Son 30 yılda ABD’de lise son sınıf (12th grade) öğrencileri arasında “ileride evlenmek istiyorum” diyenlerin oranı dramatik biçimde geriledi. Genç kadınların evliliğe bakışı dünya genelinde değişirken, bu trend Türkiye’de de hızla hissediliyor.
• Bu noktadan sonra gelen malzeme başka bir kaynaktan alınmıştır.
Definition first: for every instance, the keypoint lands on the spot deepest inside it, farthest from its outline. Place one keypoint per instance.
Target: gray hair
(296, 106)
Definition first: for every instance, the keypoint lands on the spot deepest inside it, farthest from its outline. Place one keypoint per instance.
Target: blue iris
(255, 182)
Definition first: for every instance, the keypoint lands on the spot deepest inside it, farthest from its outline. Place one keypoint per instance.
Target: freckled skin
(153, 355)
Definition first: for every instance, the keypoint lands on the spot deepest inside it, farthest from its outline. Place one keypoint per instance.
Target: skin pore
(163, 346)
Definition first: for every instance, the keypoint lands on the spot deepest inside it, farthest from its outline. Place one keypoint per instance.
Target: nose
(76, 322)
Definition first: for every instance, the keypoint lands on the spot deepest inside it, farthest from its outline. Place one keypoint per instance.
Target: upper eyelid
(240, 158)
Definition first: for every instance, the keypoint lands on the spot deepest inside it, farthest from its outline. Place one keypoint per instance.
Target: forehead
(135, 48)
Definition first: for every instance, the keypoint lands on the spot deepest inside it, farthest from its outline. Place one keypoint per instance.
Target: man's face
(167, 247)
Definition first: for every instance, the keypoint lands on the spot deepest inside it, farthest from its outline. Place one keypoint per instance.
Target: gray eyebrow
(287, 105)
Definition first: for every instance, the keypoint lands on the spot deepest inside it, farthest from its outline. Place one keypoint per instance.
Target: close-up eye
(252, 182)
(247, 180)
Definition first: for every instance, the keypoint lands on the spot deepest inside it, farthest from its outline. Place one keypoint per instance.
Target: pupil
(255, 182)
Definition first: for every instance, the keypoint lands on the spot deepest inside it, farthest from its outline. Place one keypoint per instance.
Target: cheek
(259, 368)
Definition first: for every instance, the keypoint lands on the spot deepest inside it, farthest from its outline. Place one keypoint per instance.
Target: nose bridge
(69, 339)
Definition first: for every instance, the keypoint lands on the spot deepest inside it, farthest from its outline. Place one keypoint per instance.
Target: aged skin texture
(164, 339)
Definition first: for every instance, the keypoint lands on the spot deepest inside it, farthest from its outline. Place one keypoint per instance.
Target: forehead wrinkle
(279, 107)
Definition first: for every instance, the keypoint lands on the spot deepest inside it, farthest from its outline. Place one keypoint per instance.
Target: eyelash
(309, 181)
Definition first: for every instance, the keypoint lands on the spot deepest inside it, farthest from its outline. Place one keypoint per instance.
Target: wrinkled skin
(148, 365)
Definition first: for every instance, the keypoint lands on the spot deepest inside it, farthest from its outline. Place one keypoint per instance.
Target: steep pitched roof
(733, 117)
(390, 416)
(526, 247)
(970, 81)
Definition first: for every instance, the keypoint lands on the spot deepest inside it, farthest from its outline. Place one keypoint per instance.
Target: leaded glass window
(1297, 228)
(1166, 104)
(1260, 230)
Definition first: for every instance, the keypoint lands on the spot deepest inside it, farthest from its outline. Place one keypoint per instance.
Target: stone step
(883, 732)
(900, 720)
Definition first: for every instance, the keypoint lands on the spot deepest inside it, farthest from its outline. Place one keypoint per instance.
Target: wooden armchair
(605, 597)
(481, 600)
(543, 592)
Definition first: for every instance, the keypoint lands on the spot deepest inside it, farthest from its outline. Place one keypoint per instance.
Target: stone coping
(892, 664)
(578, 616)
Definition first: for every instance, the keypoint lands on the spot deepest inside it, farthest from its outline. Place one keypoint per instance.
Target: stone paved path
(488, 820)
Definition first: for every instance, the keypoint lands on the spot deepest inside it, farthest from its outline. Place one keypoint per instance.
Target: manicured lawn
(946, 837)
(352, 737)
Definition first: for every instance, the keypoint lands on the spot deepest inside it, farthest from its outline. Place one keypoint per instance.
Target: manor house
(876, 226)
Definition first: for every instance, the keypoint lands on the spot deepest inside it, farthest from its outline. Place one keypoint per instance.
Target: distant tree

Peki evlilikten uzaklaşan yeni kuşakların ekonomiye etkisi ne olacak?
Pew Research Center’ın 1993–2023 dönemini karşılaştıran verilerine göre, “ileride evlenmek istiyorum” diyen gençlerin oranı büyük ölçüde geriledi.

1993’te yüzde 80 olan oran, 2023’te yüzde 67’ye düştü.
“Ne yapacağımı bilmiyorum” cevabı yüzde 16’dan yüzde 24’e yükseldi.
“Evlenmeyeceğim” diyenlerin oranı ise yüzde 5’ten yüzde 9’a çıktı.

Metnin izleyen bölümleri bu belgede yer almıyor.